Dördüncü olarak, Ulysses’i müzik aşkına okumalıyız. Ulysses müzik dolu bir kitap. Kitap boyunca bazı şarkılar karakterlerin aklından hiç çıkmıyor. Üç karakter de enstrüman çalıyorlar, Molly profesyonel bir soprano, Stephen’ın güzel tenor sesi var. Bloom Stephen’ı de profesyonel müzisyen yapma hayalleri kurarak Stephen’ın kafasını ütülüyor. Stephen’ın babasının şarkıcılığı da meşhur. Sirenler bölümünde Stephen’ın babası ve arkadaşları oturup piyanonun başında uzun uzun şarkı söylüyorlar. Bir adım ötede, Joyce’un dilinin müziği de var. Mehmet Nemutlu’ya haddim olmayarak bir pas atarak bu konuyu kapatayım: Kitabın tamamında bir sonat formu görenler bile var; ilk üç bölümde Stephen temasının, sonraki on bir bölümde Bloom temasının sunulmasını sonat biçiminin “sunum” bölümüne benzetiyorlar. Kitabın ağırlık merkezi olan, tiyatro formundaki Kirke bölümünde, Stephen ve Bloom karşılaşıyorlar ve sonat biçiminin “gelişme” bölümüne paralel olarak, bu iki ana tema tüm yan motifleriyle birlikte içiçe geçirilerek işleniyor. Bu doruk noktasından sonra Stephen ve Bloom ’un yorgun argın eve dönmelerini zorlarsak sonat biçiminin “tekrar sunum” bölümüne ve nihayet erkeklerin dünyasından çıkıp Molly’nin zihnine girdiğimiz kapanış bölümünü de sonat biçiminin “coda” bölümüne benzetebiliriz.

Gelelim beşinci nedene. Bizim “Kızılca Kıyamet Alameti” Ulysses basımının kapağına bakın. James Joyce ve Ulysses kelimelerinden başka tek bir harf daha göreceksiniz: Norgunk’un n’si. Beşinci neden de işte bu: Ulysses’i Oğuz Atay aşkına, Oğuz Atay ’ı sevdiğimiz için, onun kitaplarını daha iyi anlamak, kurduğu yapıları nasıl kurduğunu görmek için okumalıyız.
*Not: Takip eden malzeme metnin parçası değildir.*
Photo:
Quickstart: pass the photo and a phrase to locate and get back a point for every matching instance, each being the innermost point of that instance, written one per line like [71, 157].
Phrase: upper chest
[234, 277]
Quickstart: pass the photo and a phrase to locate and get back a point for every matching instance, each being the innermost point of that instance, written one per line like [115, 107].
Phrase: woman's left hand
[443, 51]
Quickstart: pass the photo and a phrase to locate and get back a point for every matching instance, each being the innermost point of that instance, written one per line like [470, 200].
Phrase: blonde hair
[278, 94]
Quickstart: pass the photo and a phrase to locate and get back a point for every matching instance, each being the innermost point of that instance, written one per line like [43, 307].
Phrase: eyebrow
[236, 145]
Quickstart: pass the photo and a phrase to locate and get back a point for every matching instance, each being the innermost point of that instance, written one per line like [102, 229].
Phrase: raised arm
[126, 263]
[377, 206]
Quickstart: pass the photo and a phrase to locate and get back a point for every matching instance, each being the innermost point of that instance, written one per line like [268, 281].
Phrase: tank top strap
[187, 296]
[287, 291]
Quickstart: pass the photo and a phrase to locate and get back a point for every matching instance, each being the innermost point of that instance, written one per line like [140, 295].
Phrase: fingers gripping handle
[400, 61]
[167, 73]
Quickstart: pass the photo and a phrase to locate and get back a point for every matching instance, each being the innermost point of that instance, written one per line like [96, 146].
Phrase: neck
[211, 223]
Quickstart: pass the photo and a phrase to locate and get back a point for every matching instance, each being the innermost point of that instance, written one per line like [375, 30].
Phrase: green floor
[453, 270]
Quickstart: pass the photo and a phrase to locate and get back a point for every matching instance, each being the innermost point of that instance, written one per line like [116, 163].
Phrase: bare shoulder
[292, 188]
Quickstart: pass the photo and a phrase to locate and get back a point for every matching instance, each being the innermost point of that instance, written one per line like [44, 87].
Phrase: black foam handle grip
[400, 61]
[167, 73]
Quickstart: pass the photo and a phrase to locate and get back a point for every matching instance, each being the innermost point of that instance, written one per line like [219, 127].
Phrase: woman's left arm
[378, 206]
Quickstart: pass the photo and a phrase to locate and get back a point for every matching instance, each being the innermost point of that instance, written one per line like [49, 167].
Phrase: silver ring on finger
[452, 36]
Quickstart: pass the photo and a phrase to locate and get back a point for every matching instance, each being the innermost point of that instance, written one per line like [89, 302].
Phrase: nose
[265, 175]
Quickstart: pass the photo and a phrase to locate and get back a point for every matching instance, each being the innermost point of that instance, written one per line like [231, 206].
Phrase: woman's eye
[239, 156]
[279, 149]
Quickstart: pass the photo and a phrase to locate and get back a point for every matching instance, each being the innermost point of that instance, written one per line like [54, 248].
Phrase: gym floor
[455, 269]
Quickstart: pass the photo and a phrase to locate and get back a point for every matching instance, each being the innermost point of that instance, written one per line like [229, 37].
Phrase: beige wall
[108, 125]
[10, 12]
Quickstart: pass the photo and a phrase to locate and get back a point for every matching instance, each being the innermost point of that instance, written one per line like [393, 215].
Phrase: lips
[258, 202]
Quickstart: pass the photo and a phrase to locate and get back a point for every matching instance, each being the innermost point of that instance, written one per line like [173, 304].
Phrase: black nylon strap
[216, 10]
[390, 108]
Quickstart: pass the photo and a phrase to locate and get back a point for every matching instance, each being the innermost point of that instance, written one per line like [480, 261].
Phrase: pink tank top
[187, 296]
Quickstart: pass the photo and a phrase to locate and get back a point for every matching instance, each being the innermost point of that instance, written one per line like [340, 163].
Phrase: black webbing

Çok kısa ömründe Türkçenin en etkili, en sevdiğimiz kitaplarından bazılarını yazmış, bir öyküsündeki bir kelimenin etrafında işte şurada, ölümünün 35. yıldönümünün hemen ardından hepimizi toplayabilmiş Oğuz Atay da Ulysses ’den çok etkilenmiş, Ulysses ’in ve Nabokov’un sunduğu teknik özellikleri alarak kurduğu iskeleti, eşsiz mizahı ve “Türkiye’nin ruhuyla” donatarak ilk romanını yazmıştı. Ben, Ulysses ‘in üslup parodilerini, noktasız-virgülsüz bölümü, halüsinatif tiyatroyu, Hamlet ve Kitab-ı Mukaddes göndermelerini ilk Tutunamayanlar’da okudum ve sevdim. Yıllar sonra Joyce ’u da “Norgunk” diye selamladığımız, aynı etki hattı üzerinde yer alan ve dünyayı edebiyat yoluyla daha iyi anlamamıza büyük katkısı olmuş bu isimleri bu kitabın kapağında buluşturduğumuz için sevinçliyim.